CDMX.- La consulta con la que Andrés Manuel López Obrador quiso disfrazar de democracia una campaña de ratificación vuelve a oler a combustible robado. No por un rumor de café: por mensajes que Miguel Meza, de Narcopolíticos, atribuye a los teléfonos de Sergio Carmona Angulo, el “Rey del Huachicol”, asesinado el 22 de noviembre de 2021 en San Pedro Garza García.

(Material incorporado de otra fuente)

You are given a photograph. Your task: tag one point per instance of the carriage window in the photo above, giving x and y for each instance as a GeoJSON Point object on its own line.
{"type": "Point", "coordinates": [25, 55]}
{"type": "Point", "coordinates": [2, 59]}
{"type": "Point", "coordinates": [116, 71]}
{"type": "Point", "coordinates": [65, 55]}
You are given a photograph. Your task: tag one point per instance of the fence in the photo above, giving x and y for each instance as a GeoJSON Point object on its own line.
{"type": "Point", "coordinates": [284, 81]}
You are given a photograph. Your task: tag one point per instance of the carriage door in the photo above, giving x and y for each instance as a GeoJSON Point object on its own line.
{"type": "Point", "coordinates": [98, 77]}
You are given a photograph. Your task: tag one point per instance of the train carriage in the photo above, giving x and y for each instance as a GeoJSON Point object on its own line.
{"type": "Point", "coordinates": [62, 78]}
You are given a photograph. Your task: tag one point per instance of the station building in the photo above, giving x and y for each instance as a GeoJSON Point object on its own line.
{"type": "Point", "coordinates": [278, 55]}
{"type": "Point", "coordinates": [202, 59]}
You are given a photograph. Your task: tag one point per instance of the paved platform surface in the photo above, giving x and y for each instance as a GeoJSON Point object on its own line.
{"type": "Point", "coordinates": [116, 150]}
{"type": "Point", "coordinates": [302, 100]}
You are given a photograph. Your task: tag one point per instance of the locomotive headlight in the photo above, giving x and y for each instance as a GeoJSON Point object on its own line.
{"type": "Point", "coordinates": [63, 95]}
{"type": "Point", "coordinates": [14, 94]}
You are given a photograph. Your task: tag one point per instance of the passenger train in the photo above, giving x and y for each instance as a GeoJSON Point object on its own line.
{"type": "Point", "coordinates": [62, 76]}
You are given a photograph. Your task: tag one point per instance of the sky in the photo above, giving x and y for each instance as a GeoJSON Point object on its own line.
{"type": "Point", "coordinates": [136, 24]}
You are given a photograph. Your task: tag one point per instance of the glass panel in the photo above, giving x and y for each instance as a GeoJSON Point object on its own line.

En esos chats, la hoy senadora de Morena por Tamaulipas, Olga Sosa, le escribe a Carmona una frase que no admite eufemismos: “Tú traes la revocación de mandato en Tamaulipas. Este fin de semana se toma protesta en Tampico y viene todo el estado”. Después le manda fotos del acto con Gabriela Jiménez Godoy, fundadora de Que Siga la Democracia, la asociación que operó la recolección de firmas y la propaganda del ejercicio.
Esa organización no era un club de vecinos. El INE la multó con 500 mil pesos por presentar cerca de 15 mil firmas de personas muertas para impulsar la consulta. El Tribunal Electoral confirmó sanciones por promoción indebida y por usar la palabra “ratificación” cuando la ley hablaba de revocación. El 10 de abril de 2022 votó apenas el 17.77% del padrón. No hubo efecto jurídico. Sí hubo espectáculo, estructura y caja.
El patrón no es nuevo. Desde 2024, reportajes de Código Magenta y Etcétera documentaron un video en el que Sosa y Jiménez agradecen a Carmona “todo tu apoyo” para la asociación y para las campañas de Morena en Tamaulipas. Los mismos teléfonos del empresario lo sitúan cerca de Américo Villarreal, José Ramón Gómez Leal y Erasmo González. La novedad de hoy no es el nexo: es que una senadora en funciones le reconoce, por escrito, la operación económica de un proceso que el oficialismo vendió como voluntad popular.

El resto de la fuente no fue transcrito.